Almost 10% of the residents of San Miguel Allende are expats-- many of them retirees from the U.S. and Canada. Somehow it's still managed to keep its authenticity and charm-- probably because the type of Americans who are attracted to live in a place like this aren't looking for the kind of glitzy plastic glamour that enchant uptight Republicans. Its very artsy, with galleries everywhere in town-- as well as an internationally renowned art school (the aforementioned Instituto).
We lucked out because right after we decided to come here, the exchange rate changed in our favor-- gigantically. Last month a dollar bought you 10 pesos. Now it's 14 pesos. That makes everything incredibly inexpensive for us. The place is very relaxed, easygoing and friendly. Yesterday two of the friends I'm sharing the house with, Helen and Justin, spent the day horseback riding in the countryside. I spent the day wandering around town, reading and getting a great massage at the Laja Spa (about $45/hour). The central square in front of the cathedral is a beautiful tree-lined park with free wifi.

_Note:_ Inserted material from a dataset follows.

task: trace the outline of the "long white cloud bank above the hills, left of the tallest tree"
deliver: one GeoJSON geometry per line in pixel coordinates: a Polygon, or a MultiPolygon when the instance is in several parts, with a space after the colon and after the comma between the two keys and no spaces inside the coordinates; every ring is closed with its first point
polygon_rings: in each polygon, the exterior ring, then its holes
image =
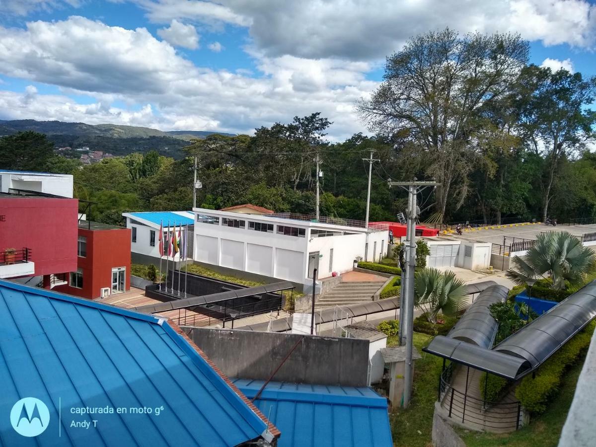
{"type": "Polygon", "coordinates": [[[37,21],[24,30],[0,27],[0,73],[95,98],[79,104],[66,95],[4,91],[0,113],[3,119],[250,133],[320,111],[334,122],[333,139],[365,131],[353,104],[378,85],[365,79],[370,64],[256,51],[252,56],[257,77],[197,67],[144,28],[126,30],[82,17],[37,21]],[[116,101],[131,104],[130,110],[113,107],[116,101]],[[144,107],[137,110],[138,104],[144,107]]]}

UPDATE: More Good Vegetarian Eats In San Miguel
Above I was complaining how the restaurant on Zacateros was closed all 3 times I tried to visit. Make that 4. But, there's good news too: just a couple blocks up Zacateros, behind an antique store called Casa Grau, is a gorgeous space with a vegetarian/health food type restaurant operated by another Argentine expat, El Bajofondo. I had lunch there and the food was as delicious as the patio garden dining was relaxing and beautiful; very inexpensive too! And speaking of vegetarians, my friend Pach just informed me that there's a wonderful new vegetarian blog that just started, Just Vegging Out by David, a Washington, DC labor lawyer with two chihuahuas.